Dark, like a stormy cloud, uprose the dust
Beneath them, and their undulating manes
Play’d in the breezes: now the level field
With gliding course, the rugged now they pass’d
With bounding wheels aloft: meantime erect
The drivers stood: with palpitating heart
Each sought the prize: each urged his steeds aloud;
They, flying, fill’d with dust the darken’d air.
Cowper.
This description apparently suggested to Virgil the chariot-race in the Georgics iii. 402, which Dryden has rendered with all the fire of the original.
[268] The ocean flow’d.] Homer, Il. xviii. Shield of Achilles:
Last with the might of ocean’s boundless flood
He fill’d the border of the wondrous shield.
Cowper.
[269] Race of the far-famed Lyngeus.] Lyngeus was the ancestor of Perseus, the son of Danaë, and the father of Alcæus: of whom Amphitryon was the son.
As rocks
From some high mountain-top.]
Homer, Il. book xiii.
Then Hector led himself
Right on: impetuous as a rolling rock
Destructive: torn by torrent waters off
From its old lodgment on the mountain’s brow,
It bounds, it shoots away: the crashing wood
Falls under it: impediment or check
None stays its fury, till the level found
At last, there overcome it rolls no more.
Cowper.
[271] He cast forth dews of blood.] Iliad, xvi, 459. Death of Sarpedon:
The Sire of gods and men
Dissented not: but on the earth distill’d
A sanguine shower, in honour of a son
Dear to him.
Cowper.
[272] As in the mountain thickets.] Homer, Iliad xiii.
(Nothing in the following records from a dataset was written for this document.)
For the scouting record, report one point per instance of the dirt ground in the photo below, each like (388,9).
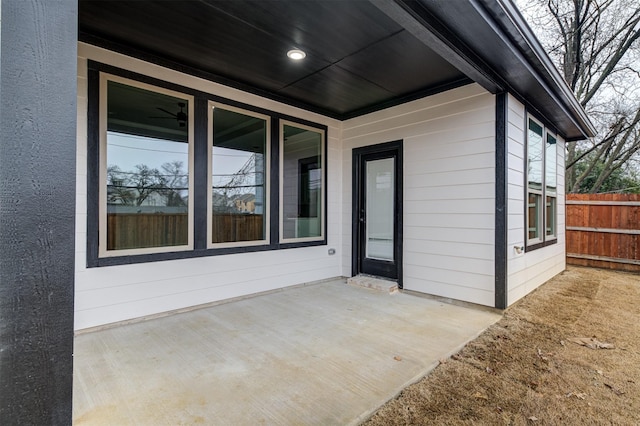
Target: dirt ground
(526,369)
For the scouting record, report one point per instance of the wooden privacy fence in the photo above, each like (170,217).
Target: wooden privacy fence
(603,230)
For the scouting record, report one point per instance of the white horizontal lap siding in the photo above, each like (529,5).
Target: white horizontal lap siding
(527,271)
(110,294)
(449,190)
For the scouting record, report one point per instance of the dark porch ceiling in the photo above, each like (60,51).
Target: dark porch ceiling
(362,55)
(358,59)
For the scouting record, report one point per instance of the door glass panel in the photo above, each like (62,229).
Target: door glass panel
(379,209)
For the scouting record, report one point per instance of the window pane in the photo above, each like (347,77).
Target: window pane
(550,226)
(550,165)
(534,155)
(302,183)
(534,210)
(379,212)
(238,177)
(147,168)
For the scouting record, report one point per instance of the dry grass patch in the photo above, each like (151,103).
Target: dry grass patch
(525,369)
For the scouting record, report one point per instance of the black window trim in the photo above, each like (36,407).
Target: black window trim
(546,240)
(200,172)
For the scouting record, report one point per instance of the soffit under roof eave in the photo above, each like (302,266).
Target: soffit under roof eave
(520,37)
(548,95)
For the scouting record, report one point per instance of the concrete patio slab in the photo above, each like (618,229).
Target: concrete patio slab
(322,354)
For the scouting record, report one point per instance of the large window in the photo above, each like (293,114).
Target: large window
(175,172)
(145,195)
(302,182)
(541,185)
(239,175)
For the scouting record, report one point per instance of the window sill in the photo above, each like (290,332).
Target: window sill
(537,246)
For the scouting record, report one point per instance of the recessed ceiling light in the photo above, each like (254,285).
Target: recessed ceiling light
(296,54)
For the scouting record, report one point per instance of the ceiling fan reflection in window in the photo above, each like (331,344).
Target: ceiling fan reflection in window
(180,116)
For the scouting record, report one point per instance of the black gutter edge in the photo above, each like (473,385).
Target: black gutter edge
(507,15)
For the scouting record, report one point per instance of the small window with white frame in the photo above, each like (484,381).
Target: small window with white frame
(542,191)
(146,168)
(239,152)
(302,183)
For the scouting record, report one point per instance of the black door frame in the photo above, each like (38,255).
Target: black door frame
(395,149)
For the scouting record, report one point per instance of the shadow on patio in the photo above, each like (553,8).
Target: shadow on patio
(325,353)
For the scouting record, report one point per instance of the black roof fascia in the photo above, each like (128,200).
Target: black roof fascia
(460,28)
(521,35)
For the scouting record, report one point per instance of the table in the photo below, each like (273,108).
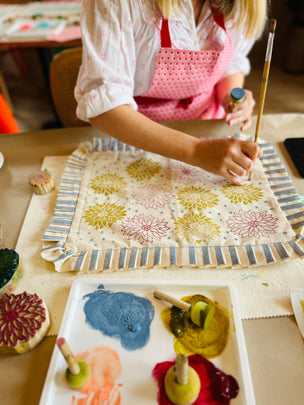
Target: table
(275,346)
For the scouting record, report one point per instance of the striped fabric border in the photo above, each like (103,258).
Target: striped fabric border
(65,259)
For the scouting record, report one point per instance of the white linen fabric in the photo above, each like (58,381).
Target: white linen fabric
(121,41)
(120,208)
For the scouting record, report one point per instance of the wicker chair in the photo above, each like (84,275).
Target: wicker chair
(63,75)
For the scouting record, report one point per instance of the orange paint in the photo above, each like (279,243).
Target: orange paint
(105,368)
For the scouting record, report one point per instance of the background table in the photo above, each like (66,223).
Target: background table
(275,346)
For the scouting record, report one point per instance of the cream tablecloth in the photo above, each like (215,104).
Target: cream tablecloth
(263,291)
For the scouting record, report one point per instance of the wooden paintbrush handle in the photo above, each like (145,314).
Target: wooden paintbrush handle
(172,300)
(72,363)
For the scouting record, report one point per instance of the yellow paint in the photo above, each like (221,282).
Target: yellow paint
(208,343)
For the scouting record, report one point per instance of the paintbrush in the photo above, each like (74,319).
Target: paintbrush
(272,28)
(201,313)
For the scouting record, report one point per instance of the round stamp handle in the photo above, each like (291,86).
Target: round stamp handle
(172,300)
(72,363)
(181,367)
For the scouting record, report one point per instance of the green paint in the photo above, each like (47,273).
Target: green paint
(192,339)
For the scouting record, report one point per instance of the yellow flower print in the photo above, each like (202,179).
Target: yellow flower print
(143,169)
(197,228)
(101,215)
(107,183)
(197,197)
(245,194)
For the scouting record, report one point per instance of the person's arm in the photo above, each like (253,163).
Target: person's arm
(240,113)
(219,156)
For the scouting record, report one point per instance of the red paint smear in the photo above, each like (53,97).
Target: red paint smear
(210,393)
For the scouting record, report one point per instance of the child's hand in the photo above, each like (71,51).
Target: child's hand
(240,113)
(230,158)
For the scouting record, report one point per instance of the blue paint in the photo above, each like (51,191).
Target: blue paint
(120,315)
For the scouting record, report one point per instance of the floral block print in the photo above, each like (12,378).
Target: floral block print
(119,207)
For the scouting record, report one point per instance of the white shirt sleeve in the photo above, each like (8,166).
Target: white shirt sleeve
(240,61)
(106,75)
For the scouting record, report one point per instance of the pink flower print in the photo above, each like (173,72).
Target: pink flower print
(152,196)
(144,229)
(251,224)
(183,173)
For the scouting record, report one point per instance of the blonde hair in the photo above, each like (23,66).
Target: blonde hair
(250,15)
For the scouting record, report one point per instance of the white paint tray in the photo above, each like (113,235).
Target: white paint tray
(136,383)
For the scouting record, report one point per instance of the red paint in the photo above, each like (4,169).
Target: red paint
(217,388)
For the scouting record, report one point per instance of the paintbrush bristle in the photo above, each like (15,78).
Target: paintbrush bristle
(273,24)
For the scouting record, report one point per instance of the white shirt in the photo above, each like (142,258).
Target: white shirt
(121,41)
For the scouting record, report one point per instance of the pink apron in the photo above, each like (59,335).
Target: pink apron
(184,82)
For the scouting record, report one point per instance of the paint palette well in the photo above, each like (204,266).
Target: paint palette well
(124,360)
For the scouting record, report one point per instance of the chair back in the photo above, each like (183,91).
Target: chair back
(63,75)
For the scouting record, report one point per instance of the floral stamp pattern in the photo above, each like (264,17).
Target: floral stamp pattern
(197,228)
(182,173)
(143,169)
(102,215)
(246,194)
(197,197)
(144,228)
(252,224)
(152,196)
(107,183)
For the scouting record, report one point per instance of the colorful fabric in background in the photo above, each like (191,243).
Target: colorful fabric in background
(121,208)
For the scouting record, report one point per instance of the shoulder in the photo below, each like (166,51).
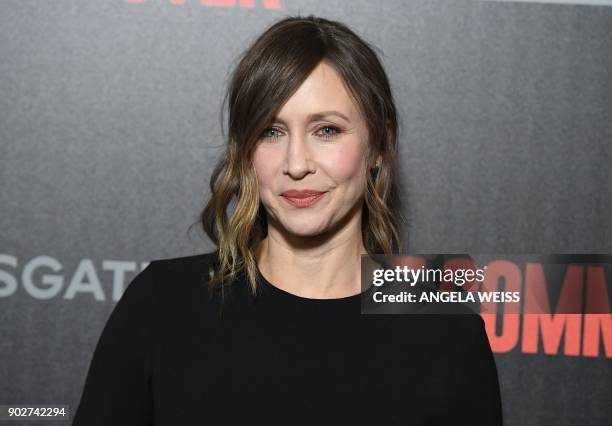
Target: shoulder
(184,266)
(165,281)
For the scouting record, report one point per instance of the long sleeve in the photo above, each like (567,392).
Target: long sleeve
(117,389)
(472,396)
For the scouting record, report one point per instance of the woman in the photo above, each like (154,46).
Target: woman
(267,329)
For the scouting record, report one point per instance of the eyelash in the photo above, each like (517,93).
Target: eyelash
(326,137)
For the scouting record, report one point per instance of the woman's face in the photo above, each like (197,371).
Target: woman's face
(317,142)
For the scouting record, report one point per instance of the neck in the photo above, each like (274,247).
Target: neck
(320,267)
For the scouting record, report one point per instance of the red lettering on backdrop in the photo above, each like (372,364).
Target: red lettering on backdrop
(595,323)
(552,326)
(511,274)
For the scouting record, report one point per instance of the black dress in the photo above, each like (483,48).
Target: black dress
(170,356)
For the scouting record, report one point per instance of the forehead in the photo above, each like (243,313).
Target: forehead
(323,90)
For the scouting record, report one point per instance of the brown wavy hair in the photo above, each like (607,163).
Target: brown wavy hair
(266,76)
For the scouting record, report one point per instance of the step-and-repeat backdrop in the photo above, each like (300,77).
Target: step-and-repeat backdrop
(110,125)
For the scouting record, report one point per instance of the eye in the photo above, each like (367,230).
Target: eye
(328,132)
(270,133)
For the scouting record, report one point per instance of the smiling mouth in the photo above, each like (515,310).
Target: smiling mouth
(304,201)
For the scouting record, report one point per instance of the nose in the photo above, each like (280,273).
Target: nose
(298,161)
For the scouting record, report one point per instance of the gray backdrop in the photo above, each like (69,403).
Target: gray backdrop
(109,126)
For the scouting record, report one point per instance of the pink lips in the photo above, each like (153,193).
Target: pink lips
(302,198)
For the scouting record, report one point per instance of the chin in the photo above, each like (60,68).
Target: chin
(306,228)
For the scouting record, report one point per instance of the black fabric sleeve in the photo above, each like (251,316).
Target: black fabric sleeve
(117,388)
(472,396)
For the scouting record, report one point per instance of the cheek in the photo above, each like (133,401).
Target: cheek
(265,164)
(347,163)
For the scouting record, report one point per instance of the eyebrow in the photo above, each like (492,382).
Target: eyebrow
(319,115)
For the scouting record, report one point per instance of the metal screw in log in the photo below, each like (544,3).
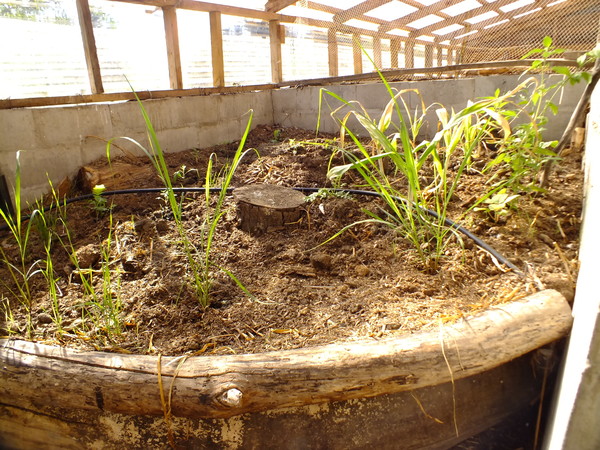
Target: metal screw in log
(266,207)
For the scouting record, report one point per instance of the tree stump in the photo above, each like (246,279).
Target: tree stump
(265,207)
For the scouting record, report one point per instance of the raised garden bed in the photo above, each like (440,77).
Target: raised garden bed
(304,333)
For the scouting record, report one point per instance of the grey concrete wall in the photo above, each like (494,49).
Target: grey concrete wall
(56,141)
(576,412)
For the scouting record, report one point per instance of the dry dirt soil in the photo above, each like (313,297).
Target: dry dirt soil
(366,283)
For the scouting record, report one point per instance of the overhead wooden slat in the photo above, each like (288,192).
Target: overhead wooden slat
(394,50)
(390,74)
(332,52)
(216,48)
(278,5)
(461,19)
(356,12)
(173,55)
(89,46)
(357,53)
(275,38)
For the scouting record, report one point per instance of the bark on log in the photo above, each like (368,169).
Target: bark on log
(40,376)
(265,207)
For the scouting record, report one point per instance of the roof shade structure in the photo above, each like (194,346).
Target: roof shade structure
(479,30)
(287,42)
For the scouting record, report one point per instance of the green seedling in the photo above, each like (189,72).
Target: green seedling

As in the mountains, conscious of his force,
The wild boar waits a coming multitude
Of boisterous hunters to his lone retreat:
Arching his bristly spine he stands: his eyes
Beam fire: and whetting his bright tusks, he burns
To drive not dogs alone, but men, to flight:
So stood the royal Cretan.
Cowper.
[273] As two grim lions.] Iliad xvi.:
Then contest such
Arose between them, as two lions wage
Contending in the mountains for a deer
New-slain: both hunger-pinched, and haughty both.
Cowper.
[274] As vultures curved of beak.] Iliad xvi.:
As two vultures fight
Bow-beak’d, crook-talon’d, on some lofty rock
Clanging their plumes, so they together rush
With dreadful cries.
Cowper.
[275] As falls a thunder-blasted oak.] Iliad xiv.:
As when Jove’s arm omnipotent an oak
Prostrates uprooted on the plain: a fume
Rises sulphureous from the riven trunk;
So fell the might of Hector, to the earth
Smitten at once. Down dropp’d his idle spear,
And with his helmet and his shield, himself
Also: loud thunder’d all his gorgeous arms.
Cowper.
As a lion, who has fall’n
Perchance on some stray beast.]
Iliad xvii.:
But as the lion on the mountains bred
Glorious in strength, when he hath seiz’d the best
And fairest of the herd, with savage fangs
First breaks the neck, then laps the bloody paunch,
Torn wide: meantime around him, but remote,
Dogs stand, and huntsmen shouting, yet by fear
Repress’d, annoy him not, nor dare approach;
So these all wanted courage to oppose
The glorious Menelaus.
Cowper.
[277] Stoop’d from the chariot.] Iliad v.:
When with determin’d fury Mars
O’er yoke and bridle hurl’d his glittering spear:
Minerva caught: and turning it, it pass’d
The hero’s chariot-side, dismiss’d in vain.
Cowper.
[278] The huge mount and monumental stone.] By the words tomb and monument, ταφος and σημα, I understand a mount of earth and a pillar of stone on the top of it: although Homer Il. xxiv. v. 801, applies σημα to the mount: which he seems to describe as raised of stones:
Χευαντες δε το σημα, παλιν κιον.
So casting up the tomb, they back return’d.